Page 100 of Tricked By Jack
Nick’s hand clamps down on my shoulder. Not to stop me—just to keep me tethered. “Easy,” he mutters, though there’s nothing easy about the heat rolling off me.
“If you don’t remember or know anything, I have no use for you,” I state coldly.
He sobs, shudders, piss dribbling fresh down his leg. Useless. I want to tear him apart piece by piece.
“O-okay,” he screams. “I-I heard s-some talk about s-screaming. T-that’s all I know.”
“Screaming?” Nick steps closer, eyes narrowing. “What the fuck does that mean?”
The man’s teeth chatter around the word, spit and blood dribbling down his chin. “A… tunnel…”
Nick’s gaze flicks to mine, a dark glint beneath his lashes. His voice drops, flat with recognition. “Tunnel of Screams.”
The Sanctuary of Shadows. I taste the name before it forms, copper on the back of my tongue. That place where spectacle and silence share the same mask. Of course, Shelby would be there.
The man wheezes, chest buckling, ropes groaning as he thrashes weakly. Hope trembles in his eyes—hope that naming it might buy him mercy. I let him keep it for one beat, let it swell in him like air in a drowning lung.
Then I pull my knife out and straighten. “You did good.”
“T-thank y-you,” he sobs.
Before he can register what I’m doing, I stab the blade into his abdomen and drive it upward deep under his ribs, angling toward the heart. His body bows hard against the ropes, a shudder rattling through him.

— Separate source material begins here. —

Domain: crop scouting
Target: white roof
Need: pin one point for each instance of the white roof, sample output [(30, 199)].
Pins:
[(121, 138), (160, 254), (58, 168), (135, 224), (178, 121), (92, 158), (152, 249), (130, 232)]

The sound is less scream than strangled gasp, cut off by the wet gurgle of blood flooding his throat. His body spasms once, twice, then collapses inward on itself, eyes glassy, mouth open around the silence I’ve forced into him.
I hold the knife there until the heat leaves him, until I’m certain there’s nothing left to crawl back. Only then do I ease it free, slow and unhurried, the wet scrape of steel against bone louder than his dying breath. For a moment, I just watch him sag lifeless in the chair, a ruin of what passes for a man. Violence always ends in quiet.
“What do you want to do?” Nick asks, and I’m surprised he’s been able to keep pretending this long.
My big brother thrives on control, yet he’s let me run the show since I sliced my palm open in his home. I know it’s his way of showing he cares, that he supports me. But it’s not going to be enough to keep me around once Eve’s back with me.
“I want out,” I say, my tone grave.
“Out of what?” Nick asks, perplexed.
Together, we leave the basement of my house, and when he pulls his phone out, I know it’s to order a cleanup.
“Have them burn it down,” I say as I take the last stair. “The entire house. The property, whatever it takes.”
Nick stops short, glare sharp enough to cut. His voice roughens, half fury, half disbelief. “What the fuck’s gotten into you?” He stalks after me into the bathroom, the sound of his boots hard against the floor, as I wash my hands thoroughly.
As I watch the blood that isn’t mine curl down the drain in pink threads, I’m reminded of seeing mine and Eve’s blood. When I took care of both our cuts. I never admitted it, but I felt it even then—the truth that her pain and mine were already tied. That Eve Mortis is mine.
“Look, man, I know the timing is terrible,” I rasp, drying my hands and spinning back to Nick. “But I mean it. This isn’t me, and I don’t want it to be my life.”
Nick crosses his arms over his chest, his expression grim. “Tell me what you want, Jack.”
Exhaling audibly, I pinch the bridge of my nose. “I just fucking did, but you’re not listening.”
He curses under his breath and follows me as I walk into the living room. I don’t have time for this shit. I should be out there, in the streets, looking for Eve.
But Nick’s not just going to let me brush him off, so now that I’ve opened this topic, I need to get through it as fast as possible. Too exhausted to continue pacing and standing, I flop down on the couch.
“The Knight legacy is yours, brother—”
“You can have it.” His jaw snaps tight, words cutting like teeth. “Take the fucking crown.”
I shake my head slowly. “That’s not the point. This isn’t about wanting what you have, it’s about wanting what I don’t have. Freedom. Choices.”